“Durante décadas, obtiveram lucros em torno dos 40 por cento ao ano, além de uma influência desproporcional no futuro dos seus países, na maioria das nações industrializadas e, muito particularmente, nos Estados Unidos”. Ao tentar defender a sua posição dominante, segundo Ormaetxea, a indústria adoptou uma “imobilidade suicida”. O autor culpa por esta opção, “especialmente os gestores que não são jornalistas”.
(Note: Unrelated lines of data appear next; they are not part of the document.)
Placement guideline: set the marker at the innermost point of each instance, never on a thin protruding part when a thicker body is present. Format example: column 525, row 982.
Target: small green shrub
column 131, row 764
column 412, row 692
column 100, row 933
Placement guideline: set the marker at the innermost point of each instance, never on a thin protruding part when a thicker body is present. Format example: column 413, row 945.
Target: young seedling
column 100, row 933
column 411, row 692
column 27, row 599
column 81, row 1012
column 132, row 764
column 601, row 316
“Não entenderam a revolução digital e a sua primeira reacção foi oferecer gratuitamente na Internet as informações pelas quais cobravam generosamente nas bancas, anestesiados pela publicidade contínua” o que terá conduzido ao “desemprego de milhares de jornalistas” e a uma “situação de precariedade” de muitos outros. Além disso, passou-se a disponibilizar uma “informação totalmente contaminada”.

Segundo o autor, a IA, ainda mal começou a introduzir-se no sector, nomeadamente na pesquisa de informações significativas disponíveis na Internet, auxiliadas pela IA. “Não devemos esquecer que o que chamamos de notícias, repetidas incansavelmente por milhares de todos os tipos de media, será no futuro uma mercadoria de custo zero” afirma.

Dada a importância da imagem no mundo digital, Ormaetxea defende que os futuros jornalistas devem posicionar-se “na vanguarda dessa fronteira que avança rapidamente”, onde “quase tudo está por fazer”.